Alberta’s legislative power grab is unconstitutional

Apr 17th, 2020

BY JOHN CARPAY – The Post Millennial

It has often been said that truth is the first casualty of war. While waging war against COVID-19, politicians in Alberta are not being truthful about their unconstitutional power grab during a public health emergency.

On April 2, Jason Kenney’s United Conservative Party used its majority to rush Bill 10 through the provincial Legislature, in less than 48 hours. Bill 10 has expanded the power of cabinet ministers, during a public health emergency, to write new laws and create new offences.

Essentially, a cabinet minister can now act as if the full power of a legislative majority was personally vested in him or her. Bill 10 has also raised maximum penalties for violating the Public Health Act to the eye-watering sum of $500,000.

The only justification for this power grab provided in the Legislature by Health Minister Tyler Shandro was to “strengthen our ability to protect the health and safety of Albertans.” Why ministers need this new power to write laws on the fly, without those laws being subjected to scrutiny and ultimately approved by the Legislature, was not explained.

Any cabinet minister, not merely the health minister, can now—for example—create a new law requiring people to install tracking devices on their cell phones, and require people to register their cell phones with the government.

Questioned about her government’s power grab by one of her constituents, Member of the Legislative Assembly (MLA) Whitney Issik could have—and should have—provided specific examples as to how and why her government might actually need these new powers to write laws on the fly.

Her email response to her constituent, provided to me by that constituent, was profoundly disconcerting:
Ms. Issik asserts that Bill 10 “clarifies” the ability of government ministers to act rapidly during a public health emergency.

“Clarifies” is obviously the wrong word, because Bill 10 adds new power under section 52.1(2)(b) of the Public Health Act: a minister’s power to “specify or set out provisions that apply in addition to, or instead of, any provision of an enactment.”

With Bill 10 now law in Alberta, one politician can legislate unilaterally, except for the power to tax, spend, and make new offences apply retroactively. This is not a “clarification” of power, but added power.

If the Criminal Code was amended to prohibit spreading misinformation about COVID-19, this would be “adding” an offence to the Code, not “clarifying” the Code. Still, Ms. Issik insists that Bill 10 merely “clarifies” that a minister “can amend any enactment that they are responsible for, through a ministerial order, when a public health emergency is declared.”

Ms. Issik then proceeds to argue that “If every order made by a minister had to pass through the Legislative Assembly we would be unable to react appropriately to a pandemic.” Very true, but nobody is objecting to Public Health Act provisions that allow ministers in an emergency to issue orders without the approval of the Legislature.
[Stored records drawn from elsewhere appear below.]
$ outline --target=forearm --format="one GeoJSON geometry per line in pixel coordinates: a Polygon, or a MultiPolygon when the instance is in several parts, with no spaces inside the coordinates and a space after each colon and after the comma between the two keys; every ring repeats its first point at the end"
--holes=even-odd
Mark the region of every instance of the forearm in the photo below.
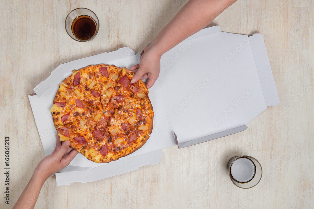
{"type": "Polygon", "coordinates": [[[237,0],[190,0],[158,34],[152,50],[160,56],[204,28],[237,0]]]}
{"type": "Polygon", "coordinates": [[[46,180],[35,169],[30,180],[12,209],[34,208],[39,193],[46,180]]]}

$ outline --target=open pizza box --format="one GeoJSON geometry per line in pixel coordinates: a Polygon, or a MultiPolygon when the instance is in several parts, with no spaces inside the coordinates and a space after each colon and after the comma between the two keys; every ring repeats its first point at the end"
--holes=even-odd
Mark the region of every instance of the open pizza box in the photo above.
{"type": "MultiPolygon", "coordinates": [[[[202,30],[163,55],[160,76],[149,89],[154,128],[136,152],[108,164],[79,154],[56,174],[58,185],[105,179],[160,162],[161,149],[184,147],[245,130],[249,122],[279,99],[263,36],[202,30]]],[[[54,149],[49,110],[59,84],[78,69],[105,63],[127,68],[140,56],[128,47],[59,65],[29,98],[45,154],[54,149]]]]}

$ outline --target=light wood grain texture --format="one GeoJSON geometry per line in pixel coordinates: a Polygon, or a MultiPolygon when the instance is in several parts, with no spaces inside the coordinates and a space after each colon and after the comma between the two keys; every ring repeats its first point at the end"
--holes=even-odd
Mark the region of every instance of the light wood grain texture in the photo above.
{"type": "MultiPolygon", "coordinates": [[[[8,206],[1,142],[0,208],[13,206],[44,156],[27,95],[60,64],[124,46],[140,51],[187,1],[1,1],[0,136],[10,137],[11,169],[8,206]],[[81,7],[95,12],[100,23],[97,37],[85,43],[72,39],[64,26],[68,13],[81,7]]],[[[165,149],[160,164],[103,180],[57,187],[51,177],[35,208],[313,208],[313,4],[239,0],[209,24],[264,36],[280,103],[246,130],[165,149]],[[240,189],[229,179],[227,162],[239,154],[262,166],[262,180],[253,188],[240,189]]]]}

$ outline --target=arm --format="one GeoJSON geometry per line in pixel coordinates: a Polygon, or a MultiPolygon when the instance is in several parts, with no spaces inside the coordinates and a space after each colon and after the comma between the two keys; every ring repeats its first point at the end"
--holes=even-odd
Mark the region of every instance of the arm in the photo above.
{"type": "Polygon", "coordinates": [[[151,87],[159,75],[161,55],[182,41],[204,28],[236,0],[190,0],[144,50],[132,82],[149,79],[151,87]]]}
{"type": "Polygon", "coordinates": [[[78,153],[69,147],[68,141],[62,146],[61,142],[57,139],[57,141],[54,151],[38,164],[12,209],[34,208],[41,187],[47,179],[68,165],[78,153]]]}

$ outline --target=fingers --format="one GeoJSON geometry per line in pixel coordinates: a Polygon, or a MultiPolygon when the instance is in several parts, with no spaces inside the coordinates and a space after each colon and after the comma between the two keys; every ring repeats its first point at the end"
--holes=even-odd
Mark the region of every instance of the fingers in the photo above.
{"type": "Polygon", "coordinates": [[[78,153],[76,150],[73,149],[70,152],[69,154],[64,158],[64,164],[66,164],[65,166],[67,166],[71,162],[72,160],[73,159],[75,156],[76,156],[78,153]]]}
{"type": "Polygon", "coordinates": [[[73,149],[69,147],[69,148],[68,148],[68,150],[67,151],[67,152],[66,153],[66,154],[68,154],[70,153],[70,152],[72,151],[72,149],[73,149]]]}
{"type": "Polygon", "coordinates": [[[154,85],[157,79],[155,78],[150,78],[148,80],[147,83],[146,84],[146,86],[148,89],[149,89],[154,85]]]}
{"type": "Polygon", "coordinates": [[[142,76],[142,77],[141,78],[141,79],[142,80],[144,79],[147,79],[148,78],[148,75],[147,75],[147,73],[145,73],[143,75],[143,76],[142,76]]]}
{"type": "Polygon", "coordinates": [[[61,141],[60,141],[60,138],[58,133],[57,133],[57,140],[56,142],[56,147],[55,148],[55,150],[57,151],[61,147],[61,141]]]}
{"type": "Polygon", "coordinates": [[[68,151],[68,149],[69,148],[69,146],[70,141],[67,141],[63,143],[62,144],[62,145],[61,145],[61,147],[60,148],[60,149],[59,150],[59,151],[57,153],[57,155],[60,159],[61,159],[63,155],[67,153],[67,151],[68,151]]]}
{"type": "Polygon", "coordinates": [[[133,66],[131,66],[130,68],[130,71],[134,71],[134,70],[136,70],[139,67],[139,64],[137,64],[137,65],[133,65],[133,66]]]}
{"type": "Polygon", "coordinates": [[[145,72],[145,70],[143,70],[143,68],[138,68],[138,70],[135,73],[135,74],[133,76],[133,77],[132,78],[132,80],[131,80],[131,83],[134,83],[137,82],[138,80],[141,79],[142,76],[143,76],[143,75],[144,74],[146,73],[145,72]]]}

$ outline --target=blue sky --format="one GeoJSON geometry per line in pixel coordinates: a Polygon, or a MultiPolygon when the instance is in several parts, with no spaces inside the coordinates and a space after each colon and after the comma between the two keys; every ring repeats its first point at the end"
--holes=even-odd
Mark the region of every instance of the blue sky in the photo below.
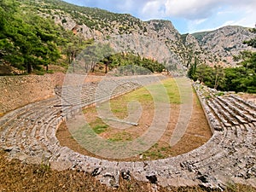
{"type": "Polygon", "coordinates": [[[143,20],[169,20],[180,33],[224,26],[254,27],[256,0],[65,0],[70,3],[131,14],[143,20]]]}

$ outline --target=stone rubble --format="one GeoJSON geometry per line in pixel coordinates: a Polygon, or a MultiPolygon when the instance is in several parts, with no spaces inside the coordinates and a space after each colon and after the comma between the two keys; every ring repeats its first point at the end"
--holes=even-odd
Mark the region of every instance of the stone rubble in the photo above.
{"type": "Polygon", "coordinates": [[[197,84],[194,87],[212,137],[195,150],[162,160],[125,162],[83,155],[60,145],[55,137],[58,126],[81,108],[109,99],[109,91],[116,96],[154,81],[154,76],[148,75],[112,78],[100,85],[96,99],[96,83],[55,90],[56,96],[17,108],[0,119],[0,146],[10,158],[90,172],[113,187],[119,186],[119,177],[164,187],[198,184],[223,189],[230,182],[256,187],[256,107],[232,94],[220,96],[197,84]],[[76,94],[78,89],[80,94],[76,94]]]}

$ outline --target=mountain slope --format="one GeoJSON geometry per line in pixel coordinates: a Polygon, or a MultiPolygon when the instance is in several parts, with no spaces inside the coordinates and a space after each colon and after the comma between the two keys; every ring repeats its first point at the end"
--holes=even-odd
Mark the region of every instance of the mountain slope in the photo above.
{"type": "Polygon", "coordinates": [[[255,50],[242,44],[255,34],[241,26],[181,35],[169,20],[142,21],[131,15],[80,7],[60,0],[12,2],[20,3],[24,13],[32,12],[53,20],[84,39],[109,43],[116,52],[157,60],[169,70],[183,71],[195,60],[199,64],[235,66],[233,55],[241,50],[255,50]]]}

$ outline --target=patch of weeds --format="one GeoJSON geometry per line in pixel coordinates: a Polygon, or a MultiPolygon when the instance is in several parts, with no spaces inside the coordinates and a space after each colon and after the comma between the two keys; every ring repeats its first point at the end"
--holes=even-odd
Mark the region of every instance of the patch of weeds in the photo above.
{"type": "Polygon", "coordinates": [[[102,132],[104,132],[108,127],[108,125],[97,125],[92,127],[92,130],[93,130],[96,134],[100,134],[100,133],[102,133],[102,132]]]}
{"type": "Polygon", "coordinates": [[[110,138],[108,138],[108,141],[110,142],[127,142],[131,141],[132,137],[131,133],[128,133],[126,131],[122,131],[116,133],[113,135],[110,138]]]}
{"type": "Polygon", "coordinates": [[[96,118],[95,121],[90,122],[89,125],[96,134],[101,134],[108,128],[108,125],[104,124],[100,118],[96,118]]]}

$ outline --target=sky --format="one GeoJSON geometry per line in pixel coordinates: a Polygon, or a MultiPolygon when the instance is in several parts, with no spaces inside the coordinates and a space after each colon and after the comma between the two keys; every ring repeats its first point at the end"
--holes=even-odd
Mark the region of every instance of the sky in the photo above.
{"type": "Polygon", "coordinates": [[[256,0],[65,0],[73,4],[131,14],[143,20],[171,20],[181,33],[224,26],[254,27],[256,0]]]}

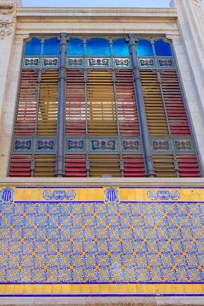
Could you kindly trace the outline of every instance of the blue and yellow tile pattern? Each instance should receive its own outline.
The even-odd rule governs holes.
[[[203,294],[204,189],[0,190],[0,296]]]

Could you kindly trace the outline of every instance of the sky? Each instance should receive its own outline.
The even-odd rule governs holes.
[[[22,0],[24,7],[168,8],[170,0]]]

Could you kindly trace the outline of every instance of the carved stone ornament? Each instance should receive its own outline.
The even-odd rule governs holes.
[[[11,34],[15,20],[15,17],[13,17],[12,21],[10,21],[9,18],[6,16],[0,17],[0,37],[1,39],[4,39],[5,36]]]
[[[8,15],[13,13],[15,9],[13,1],[0,0],[0,15]]]

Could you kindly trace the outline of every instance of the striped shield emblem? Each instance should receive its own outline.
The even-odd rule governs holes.
[[[107,188],[105,191],[106,195],[106,202],[118,202],[118,191],[117,188],[110,187]]]
[[[14,192],[13,191],[13,188],[3,188],[1,191],[1,201],[4,202],[13,202],[13,195]]]

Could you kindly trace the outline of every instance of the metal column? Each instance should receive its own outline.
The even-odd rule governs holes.
[[[129,34],[125,37],[126,41],[129,42],[132,65],[133,67],[133,79],[136,89],[136,95],[138,103],[138,114],[140,116],[141,137],[144,154],[144,159],[146,168],[146,176],[155,177],[155,172],[151,149],[148,131],[147,123],[146,117],[145,109],[143,99],[142,88],[141,84],[141,78],[138,65],[138,61],[136,53],[136,45],[138,41],[138,37],[134,34]]]
[[[70,36],[66,33],[58,35],[60,43],[60,68],[59,72],[58,115],[57,133],[57,156],[55,176],[65,176],[65,110],[66,110],[66,71],[67,42]]]

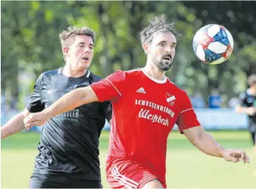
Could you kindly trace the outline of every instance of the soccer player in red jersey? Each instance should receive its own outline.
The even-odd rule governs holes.
[[[176,53],[173,24],[155,17],[143,29],[141,40],[146,65],[117,71],[105,79],[64,95],[44,111],[24,119],[26,126],[42,125],[49,118],[81,104],[111,100],[113,115],[107,179],[112,188],[167,188],[167,140],[175,124],[201,151],[234,163],[249,163],[241,150],[225,149],[204,131],[187,93],[165,76]]]

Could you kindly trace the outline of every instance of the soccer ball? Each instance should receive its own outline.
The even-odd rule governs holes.
[[[198,58],[207,64],[220,64],[233,51],[234,41],[230,32],[224,26],[209,24],[195,35],[193,48]]]

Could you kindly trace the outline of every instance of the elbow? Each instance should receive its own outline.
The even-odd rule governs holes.
[[[190,140],[190,143],[194,145],[196,147],[198,147],[201,143],[203,138],[203,133],[200,132],[196,137],[193,138]]]
[[[235,107],[235,112],[236,113],[241,113],[241,107]]]

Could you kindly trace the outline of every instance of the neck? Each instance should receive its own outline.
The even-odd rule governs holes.
[[[252,95],[256,96],[256,88],[255,88],[251,87],[250,88],[250,91],[251,91]]]
[[[148,62],[144,70],[150,76],[157,80],[164,80],[165,78],[165,71],[159,71],[153,63]]]
[[[63,70],[63,74],[66,76],[80,77],[86,74],[87,69],[80,70],[73,68],[70,64],[66,63]]]

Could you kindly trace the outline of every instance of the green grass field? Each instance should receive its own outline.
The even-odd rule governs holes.
[[[212,132],[211,134],[224,147],[242,149],[250,157],[251,163],[227,163],[224,159],[207,156],[192,146],[184,135],[173,132],[170,135],[167,157],[167,188],[256,188],[256,160],[252,145],[246,131]],[[229,138],[229,139],[227,139]],[[33,171],[38,133],[19,133],[1,140],[1,188],[28,188]],[[108,132],[100,137],[100,160],[104,188],[105,160]]]

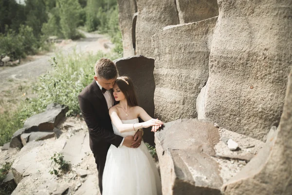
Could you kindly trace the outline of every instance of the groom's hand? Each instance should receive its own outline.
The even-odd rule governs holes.
[[[125,139],[124,139],[124,142],[123,142],[123,145],[125,146],[130,148],[132,147],[132,144],[134,142],[134,141],[135,140],[134,140],[133,136],[128,136],[125,137]]]
[[[140,146],[142,140],[142,132],[141,131],[138,131],[136,133],[135,137],[134,137],[134,139],[136,141],[132,144],[132,148],[136,148]]]

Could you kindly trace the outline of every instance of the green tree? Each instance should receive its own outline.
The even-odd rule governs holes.
[[[78,0],[57,0],[62,32],[66,39],[75,39],[78,35],[76,28],[79,21],[80,5]]]
[[[25,23],[33,28],[35,36],[39,38],[42,24],[48,20],[45,2],[44,0],[26,0],[25,4]]]
[[[26,20],[24,8],[24,5],[14,0],[0,0],[0,33],[5,34],[5,29],[9,29],[18,32],[20,25]]]

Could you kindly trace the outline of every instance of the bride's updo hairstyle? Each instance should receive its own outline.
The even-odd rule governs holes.
[[[138,106],[132,80],[128,77],[120,77],[117,78],[115,83],[125,95],[128,105],[130,107]]]

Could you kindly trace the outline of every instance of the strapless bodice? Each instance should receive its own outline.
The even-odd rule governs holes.
[[[133,124],[133,123],[138,123],[139,122],[139,119],[138,118],[132,119],[131,120],[121,120],[123,124]],[[124,137],[126,137],[127,136],[134,136],[135,135],[135,131],[134,130],[131,131],[129,131],[128,132],[125,132],[125,133],[120,133],[119,130],[116,128],[116,127],[112,124],[111,122],[111,125],[112,125],[112,129],[113,129],[113,133],[115,135],[117,135],[118,136],[121,136]]]

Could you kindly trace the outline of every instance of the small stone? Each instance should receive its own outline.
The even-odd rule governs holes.
[[[219,125],[218,125],[218,124],[216,123],[216,122],[214,122],[214,126],[216,128],[219,128]]]
[[[257,151],[255,150],[251,150],[250,152],[249,152],[249,153],[251,154],[252,154],[253,155],[256,155],[257,153]]]
[[[238,147],[238,144],[231,139],[229,139],[227,141],[227,145],[229,150],[232,151],[236,150]]]
[[[81,183],[80,182],[79,182],[78,183],[78,184],[77,184],[77,186],[78,187],[80,187],[80,186],[81,186],[81,185],[82,185],[82,184],[81,184]]]
[[[242,165],[246,165],[246,162],[245,162],[245,161],[244,160],[239,160],[238,161],[238,163],[239,164]]]

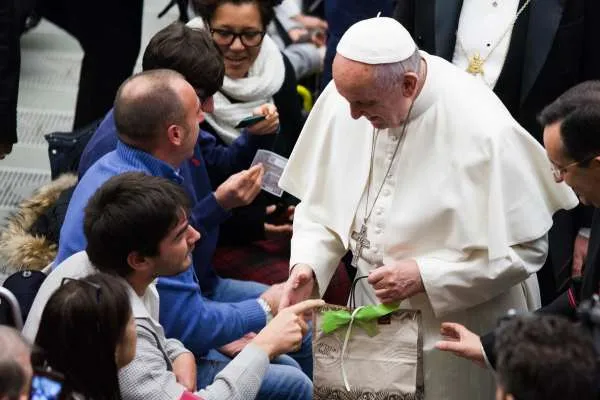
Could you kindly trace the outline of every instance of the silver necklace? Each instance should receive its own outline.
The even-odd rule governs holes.
[[[517,10],[515,17],[512,19],[510,24],[508,24],[508,26],[506,27],[506,29],[500,36],[500,39],[498,39],[496,41],[496,43],[494,43],[494,46],[492,46],[492,49],[488,52],[488,54],[485,57],[482,57],[481,54],[479,54],[479,52],[475,52],[475,54],[470,56],[469,53],[467,52],[467,50],[465,49],[465,46],[463,45],[462,40],[458,36],[458,32],[457,32],[456,42],[458,44],[458,47],[460,47],[460,50],[463,52],[465,57],[467,57],[467,60],[469,62],[469,64],[467,65],[467,69],[466,69],[466,71],[468,73],[470,73],[471,75],[479,75],[479,74],[483,75],[483,72],[484,72],[483,67],[484,67],[485,62],[488,60],[488,58],[490,58],[490,56],[492,55],[494,50],[496,50],[496,48],[500,45],[500,43],[502,43],[502,41],[504,40],[504,37],[508,34],[508,32],[510,32],[510,30],[513,28],[513,26],[517,23],[517,19],[523,13],[523,11],[525,11],[525,9],[527,8],[527,6],[529,5],[530,2],[531,2],[531,0],[527,0],[521,6],[521,8],[519,8]]]
[[[369,222],[369,218],[373,213],[373,209],[375,208],[375,204],[377,204],[377,199],[381,194],[381,190],[385,185],[385,181],[388,178],[390,171],[392,170],[392,165],[394,165],[394,160],[396,159],[396,155],[401,151],[401,144],[404,143],[404,138],[406,135],[406,127],[408,126],[408,120],[410,118],[410,114],[415,102],[413,101],[410,104],[410,108],[408,109],[408,114],[406,116],[406,120],[402,125],[402,133],[400,134],[400,138],[398,138],[398,143],[396,143],[396,148],[394,149],[394,154],[392,155],[392,159],[387,167],[385,175],[383,176],[383,180],[381,181],[381,185],[379,185],[379,189],[377,190],[377,194],[375,195],[375,200],[373,200],[373,204],[371,205],[371,209],[369,209],[369,196],[371,192],[371,181],[373,178],[373,161],[375,158],[375,146],[377,145],[377,138],[379,136],[379,130],[373,128],[373,141],[371,144],[371,163],[369,165],[369,178],[367,181],[367,196],[365,199],[365,216],[363,218],[363,223],[360,227],[360,231],[352,231],[350,235],[352,239],[356,240],[356,246],[354,251],[352,252],[352,262],[350,263],[354,268],[358,267],[358,259],[362,257],[362,252],[364,249],[371,248],[371,242],[367,238],[367,222]]]

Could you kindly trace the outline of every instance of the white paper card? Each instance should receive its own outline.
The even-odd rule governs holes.
[[[275,196],[281,197],[283,189],[279,187],[279,178],[287,165],[287,158],[275,154],[272,151],[260,149],[256,152],[252,165],[262,163],[265,174],[261,188]]]

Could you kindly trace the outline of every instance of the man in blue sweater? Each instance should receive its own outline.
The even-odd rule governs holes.
[[[198,123],[203,108],[212,107],[212,93],[201,101],[197,89],[169,70],[146,71],[121,86],[113,112],[119,141],[116,149],[94,163],[77,185],[61,229],[57,262],[85,249],[82,224],[87,200],[111,176],[126,171],[142,171],[184,185],[193,202],[190,223],[207,241],[216,236],[227,210],[247,204],[256,196],[261,166],[233,175],[212,193],[198,146]],[[210,255],[201,254],[206,258]],[[198,258],[194,254],[194,263]],[[260,297],[254,293],[237,302],[209,301],[202,296],[193,267],[174,277],[160,278],[158,290],[160,322],[167,337],[180,339],[194,352],[199,375],[207,380],[214,379],[229,361],[214,349],[264,327],[272,315],[270,310],[277,310],[280,297],[280,289],[272,287]],[[289,358],[282,362],[295,364]],[[293,386],[290,382],[304,379],[301,373],[290,370],[294,371],[270,366],[263,382],[270,396],[285,398],[285,388]]]

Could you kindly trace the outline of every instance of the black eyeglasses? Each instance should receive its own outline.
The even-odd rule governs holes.
[[[98,285],[96,283],[88,282],[84,279],[64,277],[60,281],[60,286],[64,285],[65,283],[68,283],[68,282],[78,282],[79,284],[83,284],[85,286],[91,287],[92,289],[94,289],[96,291],[96,303],[100,303],[100,293],[102,291],[102,287],[100,285]]]
[[[572,163],[569,163],[562,167],[560,165],[555,164],[553,161],[550,161],[550,168],[552,169],[552,175],[554,176],[554,179],[559,180],[563,177],[564,174],[567,173],[568,169],[571,168],[572,166],[585,165],[585,164],[589,163],[590,161],[592,161],[596,157],[598,157],[598,154],[593,154],[588,157],[585,157],[583,160],[573,161]]]
[[[240,41],[244,47],[257,47],[262,43],[265,37],[265,31],[244,31],[234,32],[228,29],[212,29],[210,30],[213,40],[219,46],[231,46],[236,38],[240,38]]]

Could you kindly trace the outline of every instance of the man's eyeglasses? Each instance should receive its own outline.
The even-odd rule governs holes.
[[[100,303],[100,293],[102,291],[102,287],[100,287],[100,285],[98,285],[96,283],[88,282],[85,279],[75,279],[75,278],[64,277],[60,281],[60,286],[66,284],[68,282],[78,282],[78,284],[80,284],[80,285],[92,288],[96,292],[96,303]]]
[[[594,158],[598,157],[598,154],[591,155],[589,157],[584,158],[583,160],[573,161],[565,166],[556,165],[552,160],[550,160],[550,169],[552,170],[552,175],[554,179],[560,180],[564,174],[567,173],[569,168],[575,165],[587,164],[592,161]]]
[[[257,47],[262,43],[265,37],[265,31],[244,31],[234,32],[228,29],[211,29],[210,34],[213,40],[219,46],[231,46],[236,38],[240,38],[240,41],[244,47]]]

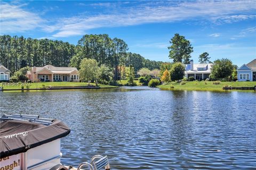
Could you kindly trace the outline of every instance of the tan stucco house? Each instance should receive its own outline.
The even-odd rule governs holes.
[[[0,64],[0,81],[10,80],[10,71],[4,66]]]
[[[46,65],[32,67],[26,76],[31,81],[79,81],[78,71],[76,67],[55,67]]]

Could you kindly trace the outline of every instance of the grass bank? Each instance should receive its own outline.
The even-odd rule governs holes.
[[[182,83],[185,84],[182,85]],[[213,81],[185,81],[183,83],[171,82],[166,84],[158,86],[157,87],[163,90],[225,91],[222,88],[225,86],[253,87],[255,85],[255,81],[220,82],[219,84],[213,84]]]
[[[95,86],[95,83],[90,83],[91,85]],[[27,86],[28,86],[28,89],[42,89],[45,87],[75,87],[75,86],[87,86],[88,83],[86,82],[44,82],[37,83],[30,83],[22,84],[18,83],[1,83],[1,86],[3,87],[3,89],[20,89],[22,85],[24,89],[27,89]],[[114,88],[115,86],[98,84],[99,87],[101,88]]]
It’s when those orders amount to the creation of new laws that there is a serious problem. Ms. Issik’s tactic here is known as attacking a “straw dummy”: a non-existent position, that nobody is arguing for. Our elected officials ought to understand the difference between a minister’s power to issue orders during an emergency, versus a minister’s new power to write laws unilaterally.

Relying on repetition rather than fact, Ms. Issik then declares again: “This Bill does not create new powers for politicians to implement any law that they choose during an emergency, as some critics have claimed. Rather, it clarifies language in the Public Health Act to confirm that ministers are able to add to legislation that they are responsible for, as long as it is in the interest of the public.”

Conveniently, what might be in the “interest of the public” is determined solely by the same politician who creates a new law on the fly, in her or his sole discretion. So appeals to the “public interest” are rather meaningless. Further, since when has any minister in the history of Canada been able to unilaterally write new laws all by themselves without oversight? And how could that be “confirmed,” since it is entirely without precedent?

Ms. Issik then goes on to argue that “any orders that are issued during a public health emergency will lapse unless ratified by the Legislature.” True, except that the Public Health Act contains no prohibition on the provincial cabinet declaring a new public health emergency the moment the old one has elapsed. Powers only lapse if the Premier and cabinet want them to. Other MLAs are also using the same form letter as Ms. Issik, to send to constituents who ask inconvenient questions about Bill 10. Presumably this letter was provided to MLAs by the Premier’s spin doctors.

Criticism of Bill 10 (see page 426) has given Premier Kenney a wonderful opportunity to provide citizens with examples of the great things that the added section 52.1(2)(b) will allow cabinet minister to do, which they could not do previously. Rather than explaining why cabinet ministers need these new powers, Ms. Issik and other MLAs are claiming that cabinet ministers have not been given new powers. Truth is a casualty of the war on COVID-19.

Lawyer John Carpay is president of the Justice Centre for Constitutional Freedoms (JCCF.ca).